Butyrate, for example, has been identified as an energy source for colonocytes, an anti-inflammatory factor and an inhibitor of virulence genes in Salmonella. In contrast, ammonia is a colonocyte toxin, which might damage the epithelium increasing host susceptibility to disease.

Recently, van Kessel focused on the interactions of fiber and low quality protein associated with by-products use in pigs. High levels of non-digested protein from lower quality feed sources is available for fermentation as an energy source in the distal gut. There, it favors putrefactive bacterial species and yielding protein fermentation products. Dietary fiber can displace protein fermentation as an energy source in favor of protein utilization for microbial biomass synthesis (microbial protein, nucleic acid), reducing liberation of putative toxins. Using heat-treated soybean meal as a model protein, he observed increased concentrations of protein fermentation products in the colon, which were reduced by the addition of dietary fiber (sugar beet pulp, wheat bran).
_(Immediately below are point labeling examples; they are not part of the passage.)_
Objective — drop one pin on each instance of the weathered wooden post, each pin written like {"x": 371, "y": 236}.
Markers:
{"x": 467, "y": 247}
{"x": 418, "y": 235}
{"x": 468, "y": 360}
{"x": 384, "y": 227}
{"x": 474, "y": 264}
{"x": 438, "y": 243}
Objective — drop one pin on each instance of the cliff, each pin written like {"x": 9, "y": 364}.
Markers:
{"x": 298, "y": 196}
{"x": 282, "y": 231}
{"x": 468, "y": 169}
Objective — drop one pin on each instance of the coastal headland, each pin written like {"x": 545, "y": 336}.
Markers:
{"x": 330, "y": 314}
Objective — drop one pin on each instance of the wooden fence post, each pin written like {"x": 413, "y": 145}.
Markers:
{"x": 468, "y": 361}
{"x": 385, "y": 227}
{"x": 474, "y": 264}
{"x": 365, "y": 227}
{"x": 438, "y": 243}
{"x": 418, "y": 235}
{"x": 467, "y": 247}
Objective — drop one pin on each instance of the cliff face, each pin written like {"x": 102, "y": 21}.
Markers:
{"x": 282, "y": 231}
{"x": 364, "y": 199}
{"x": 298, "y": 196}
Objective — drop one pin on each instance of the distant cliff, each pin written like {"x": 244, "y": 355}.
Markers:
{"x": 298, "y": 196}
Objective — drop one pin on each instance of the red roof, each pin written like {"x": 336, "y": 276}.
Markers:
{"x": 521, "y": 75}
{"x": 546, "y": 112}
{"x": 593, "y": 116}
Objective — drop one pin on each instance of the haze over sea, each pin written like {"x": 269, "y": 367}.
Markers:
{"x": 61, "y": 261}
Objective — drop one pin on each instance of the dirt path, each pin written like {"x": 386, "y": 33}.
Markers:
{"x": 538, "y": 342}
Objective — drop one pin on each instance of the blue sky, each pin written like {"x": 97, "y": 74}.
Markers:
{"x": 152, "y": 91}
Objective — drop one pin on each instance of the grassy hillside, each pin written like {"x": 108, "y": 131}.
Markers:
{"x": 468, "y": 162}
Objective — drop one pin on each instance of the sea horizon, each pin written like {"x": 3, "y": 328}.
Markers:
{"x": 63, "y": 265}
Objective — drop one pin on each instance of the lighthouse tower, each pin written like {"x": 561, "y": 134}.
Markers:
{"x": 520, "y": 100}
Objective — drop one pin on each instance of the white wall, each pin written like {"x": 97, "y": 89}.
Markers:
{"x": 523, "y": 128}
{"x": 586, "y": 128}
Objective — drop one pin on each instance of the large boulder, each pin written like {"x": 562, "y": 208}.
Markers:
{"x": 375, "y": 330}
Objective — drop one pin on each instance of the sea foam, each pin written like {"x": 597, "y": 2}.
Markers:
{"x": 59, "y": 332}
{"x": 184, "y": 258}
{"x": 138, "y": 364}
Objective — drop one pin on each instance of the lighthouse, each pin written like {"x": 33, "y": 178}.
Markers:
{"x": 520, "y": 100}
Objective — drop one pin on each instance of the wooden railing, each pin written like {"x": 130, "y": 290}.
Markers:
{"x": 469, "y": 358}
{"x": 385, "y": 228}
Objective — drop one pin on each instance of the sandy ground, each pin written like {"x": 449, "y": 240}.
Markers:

High fermentable protein diets were associated with increased in markers of colon inflammation (cell turnover, mucin, pro-inflammatory cytokine expression) but limited changes in epithelial permeability. Interestingly, although fiber reduced several protein fermentation products, there was no amelioration of inflammatory response, suggesting as yet unidentified fermentation products or other factors mediated inflammation. Whether the responses lead to disease susceptibility and whether different fiber sources or feed additives (e.g. probiotics) can negate these outcomes will be subject to further investigation.